As the audience filed into their seats, the flickering heads of various characters of the myth – Agamemnon, Kassandra, a Bowie-esque Pallas Athena – were projected onto the walls and ceiling of the space, complete with the sort of captions one might see on the nightly news. As they spoke, the sound of waves provided a sonic undercurrent. The male singers of the Canticum Ostrava (led by Jurij Galatenko) stood wearing all black in a row on the stage. As the orchestra dove into its quibbling melodies, the Canticum sang metrically complex lines that marched along with all the rigor and exactitude of Trojan soldiers. The Ostravská Banda were conducted by Petr Kotík in their most taut performance – their fifth in four nights – of the festival. The woodwinds in particular sounded superb, with oboe and piccolo themes shining through even as they got battered by bongo drums and other percussion effects.

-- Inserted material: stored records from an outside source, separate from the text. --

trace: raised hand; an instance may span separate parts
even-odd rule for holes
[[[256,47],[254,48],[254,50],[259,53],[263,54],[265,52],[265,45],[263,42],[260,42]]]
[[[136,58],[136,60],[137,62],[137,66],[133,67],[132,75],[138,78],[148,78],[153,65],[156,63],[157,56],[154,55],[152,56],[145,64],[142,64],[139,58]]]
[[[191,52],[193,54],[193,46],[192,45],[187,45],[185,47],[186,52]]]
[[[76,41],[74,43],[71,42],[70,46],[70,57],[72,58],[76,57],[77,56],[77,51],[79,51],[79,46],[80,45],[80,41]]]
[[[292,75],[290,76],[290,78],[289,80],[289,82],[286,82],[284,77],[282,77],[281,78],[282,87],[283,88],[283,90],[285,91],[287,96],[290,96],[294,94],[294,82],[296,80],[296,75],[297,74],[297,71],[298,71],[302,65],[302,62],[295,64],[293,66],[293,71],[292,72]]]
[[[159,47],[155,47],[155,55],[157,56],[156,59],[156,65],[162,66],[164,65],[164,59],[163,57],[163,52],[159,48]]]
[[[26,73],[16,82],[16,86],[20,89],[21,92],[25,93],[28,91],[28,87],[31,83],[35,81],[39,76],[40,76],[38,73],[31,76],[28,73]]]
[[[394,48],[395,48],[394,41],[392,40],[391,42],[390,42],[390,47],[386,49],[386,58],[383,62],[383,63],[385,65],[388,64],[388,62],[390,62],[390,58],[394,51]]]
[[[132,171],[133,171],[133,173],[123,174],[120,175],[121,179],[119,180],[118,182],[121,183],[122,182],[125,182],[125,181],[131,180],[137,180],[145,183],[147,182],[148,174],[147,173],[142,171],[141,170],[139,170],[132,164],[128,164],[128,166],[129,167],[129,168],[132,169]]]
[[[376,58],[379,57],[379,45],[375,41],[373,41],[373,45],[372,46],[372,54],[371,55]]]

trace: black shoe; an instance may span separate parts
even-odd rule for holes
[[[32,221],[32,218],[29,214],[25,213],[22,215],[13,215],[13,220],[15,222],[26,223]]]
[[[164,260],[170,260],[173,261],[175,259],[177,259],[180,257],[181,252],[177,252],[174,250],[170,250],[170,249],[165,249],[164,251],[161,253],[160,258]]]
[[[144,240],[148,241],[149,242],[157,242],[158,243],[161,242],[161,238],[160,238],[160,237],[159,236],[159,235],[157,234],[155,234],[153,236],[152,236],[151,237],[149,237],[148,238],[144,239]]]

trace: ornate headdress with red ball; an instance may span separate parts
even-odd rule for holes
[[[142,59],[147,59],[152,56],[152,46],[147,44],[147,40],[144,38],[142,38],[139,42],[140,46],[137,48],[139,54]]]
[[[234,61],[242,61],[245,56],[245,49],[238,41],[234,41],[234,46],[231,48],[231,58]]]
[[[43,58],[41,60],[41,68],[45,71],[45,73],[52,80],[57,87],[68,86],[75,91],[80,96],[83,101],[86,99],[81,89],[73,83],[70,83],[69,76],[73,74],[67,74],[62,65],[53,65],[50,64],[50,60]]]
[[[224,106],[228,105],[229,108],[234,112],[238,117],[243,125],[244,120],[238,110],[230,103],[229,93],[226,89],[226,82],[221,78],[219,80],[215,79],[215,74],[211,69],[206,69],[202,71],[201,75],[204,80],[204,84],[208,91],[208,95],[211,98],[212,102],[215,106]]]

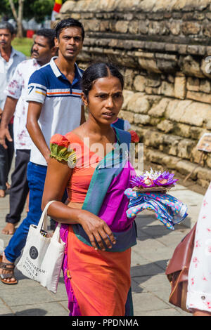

The male singers were joined by the women of the Canticum Ostrava, and by the children's choir Permoníček Karviná, as the opera progressed. Although their singing, chanting, and chattering fizzled with dramatic charge, it was the soloists, Mr Falk and Tamás Schlanger, who stood out. After the opening scene Mr Falk stupefied us with his seismographic serenade; Mr Schlanger hammered out interludes and almost conversational interjections on the drums. The virtuosity of Mr Schlanger's thunderous percussion solos was almost incomprehensible. And although I could not tell which precise words Mr Falk was communicating, the contortions of his voice and facial expressions spoke for themselves. By the time the 70-minute opera drew to a close, I was exhausted from such a tumultuous exploration of ancient myth, and from an awe-inspiring week of contemporary opera.